# Classic Mistake



## The Systemic Kid (Nov 23, 2012)

This is what happens when you leave a Classic overnight in the boot of your car.....on one of the coldest nights of the year. Water in the boiler froze - result is plain to see. The Classic - vintage 2002 - had been running really sweetly.


----------



## mhv (Oct 17, 2014)

Bloody hell - bummer! Still would've thought the car might offer enough protection - must have been seriously cold up there.


----------



## Mrboots2u (May 10, 2013)

Opps , truly it is grim up north .....

Thats a real shame


----------



## froggystyle (Oct 30, 2013)

Wow, must remember to check my antifreeze in the rad!!


----------



## 4515 (Jan 30, 2013)

A bit of super glue should sort that

Next time add a bit of anti freeze to the water


----------



## TomBurtonArt (Jan 18, 2015)

Ouch... write off? can replacement boilers be picked up?


----------



## The Systemic Kid (Nov 23, 2012)

Boilers are replaceable - question is whether it's worth doing.


----------



## urbanbumpkin (Jan 30, 2013)

That's a shame Patrick.


----------



## MartinB (May 8, 2011)

I'd take that off your hands if you wanted to offload it.

Martin


----------



## The Systemic Kid (Nov 23, 2012)

Martin - you're welcome to it.


----------



## MartinB (May 8, 2011)

Yhpm!


----------



## El carajillo (Mar 16, 2013)

The Systemic Kid said:


> This is what happens when you leave a Classic overnight in the boot of your car.....on one of the coldest nights of the year. Water in the boiler froze - result is plain to see. The Classic - vintage 2002 - had been running really sweetly.
> 
> View attachment 11669


Sorry to see that Patrick.

A salutary reminder to members with their coffee M/ch setup in unheated utility rooms or similar unheated areas,even room temps can get very low, enough to cause damage.


----------



## Flibster (Aug 15, 2010)

Mrboots2u said:


> Opps , truly it is grim up north .....


Certainly is. And that's before you look at the weather.

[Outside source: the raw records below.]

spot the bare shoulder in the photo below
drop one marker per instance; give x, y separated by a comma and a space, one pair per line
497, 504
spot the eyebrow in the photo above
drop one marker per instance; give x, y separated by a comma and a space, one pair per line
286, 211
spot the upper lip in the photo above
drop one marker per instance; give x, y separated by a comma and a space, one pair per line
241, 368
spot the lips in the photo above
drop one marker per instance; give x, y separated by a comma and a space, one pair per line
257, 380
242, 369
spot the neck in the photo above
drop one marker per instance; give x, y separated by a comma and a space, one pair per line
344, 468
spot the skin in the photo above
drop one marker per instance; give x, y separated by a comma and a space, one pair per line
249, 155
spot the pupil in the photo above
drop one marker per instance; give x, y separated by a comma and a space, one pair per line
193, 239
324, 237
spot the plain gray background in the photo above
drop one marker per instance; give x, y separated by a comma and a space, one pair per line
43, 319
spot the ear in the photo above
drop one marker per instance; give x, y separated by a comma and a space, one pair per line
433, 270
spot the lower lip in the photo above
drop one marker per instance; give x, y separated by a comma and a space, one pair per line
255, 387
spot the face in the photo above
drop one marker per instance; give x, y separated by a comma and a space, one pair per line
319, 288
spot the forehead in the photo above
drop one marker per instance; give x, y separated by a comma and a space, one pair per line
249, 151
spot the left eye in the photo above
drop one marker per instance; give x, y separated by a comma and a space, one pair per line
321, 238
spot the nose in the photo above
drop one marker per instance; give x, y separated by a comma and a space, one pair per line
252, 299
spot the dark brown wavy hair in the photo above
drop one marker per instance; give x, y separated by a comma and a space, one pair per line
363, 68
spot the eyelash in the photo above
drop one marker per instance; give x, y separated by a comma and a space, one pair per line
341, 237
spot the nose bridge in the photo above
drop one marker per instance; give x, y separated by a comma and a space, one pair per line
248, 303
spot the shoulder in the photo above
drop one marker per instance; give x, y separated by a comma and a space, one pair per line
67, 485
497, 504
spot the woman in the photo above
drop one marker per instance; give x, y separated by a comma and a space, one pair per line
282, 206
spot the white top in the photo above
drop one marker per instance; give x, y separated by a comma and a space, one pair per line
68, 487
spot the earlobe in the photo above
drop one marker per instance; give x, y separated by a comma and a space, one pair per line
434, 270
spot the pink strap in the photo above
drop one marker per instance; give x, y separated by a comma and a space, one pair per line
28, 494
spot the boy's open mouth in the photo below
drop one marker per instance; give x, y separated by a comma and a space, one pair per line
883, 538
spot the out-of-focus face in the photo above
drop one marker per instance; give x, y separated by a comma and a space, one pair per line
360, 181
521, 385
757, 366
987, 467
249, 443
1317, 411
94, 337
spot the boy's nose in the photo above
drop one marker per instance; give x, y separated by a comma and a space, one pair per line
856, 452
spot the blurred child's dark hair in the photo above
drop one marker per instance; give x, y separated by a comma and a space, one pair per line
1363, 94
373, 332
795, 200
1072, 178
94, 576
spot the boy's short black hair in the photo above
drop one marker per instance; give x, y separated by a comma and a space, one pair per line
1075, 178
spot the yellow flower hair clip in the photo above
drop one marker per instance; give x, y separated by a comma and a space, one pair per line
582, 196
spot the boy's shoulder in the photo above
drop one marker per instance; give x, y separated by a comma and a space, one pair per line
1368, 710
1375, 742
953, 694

Water is a bastard of a material. Causes corrosion, expands when hot, expands when cold, conducts electricity... Hate the stuff.


----------



## espressotechno (Apr 11, 2011)

I always tell clients with mobile coffee carts to cover their coffee machines with an old duvet when they store their cart for the night / weekend/ winter.


----------



## funinacup (Aug 30, 2010)

espressotechno said:


> I always tell clients with mobile coffee carts to cover their coffee machines with an old duvet when they store their cart for the night / weekend/ winter.


I've stored a 3-group this way in my garage. Hope it's OK!


----------



## Xpenno (Nov 12, 2012)

Sad state of affairs, at least it wasn't the L1!!


----------



## The Systemic Kid (Nov 23, 2012)

Dead right, Spence. That's getting moved next weekend.


----------



## The Systemic Kid (Nov 23, 2012)

Flibster said:


> Water is a bastard of a material. Causes corrosion, expands when hot, expands when cold, conducts electricity... Hate the stuff.


Quite useful when making coffee, though


----------



## 7493 (May 29, 2014)

Flibster said:


> Certainly is. And that's before you look at the weather.
> 
> 
> 
> ...


You can add to that list, 'rusts anything ferrous, even stainless eventually, scales up everything if hard and as WC Fields once said "Fish f*c* in it."


----------



## The Systemic Kid (Nov 23, 2012)

Wasn't W.C. a bit of a soak??


----------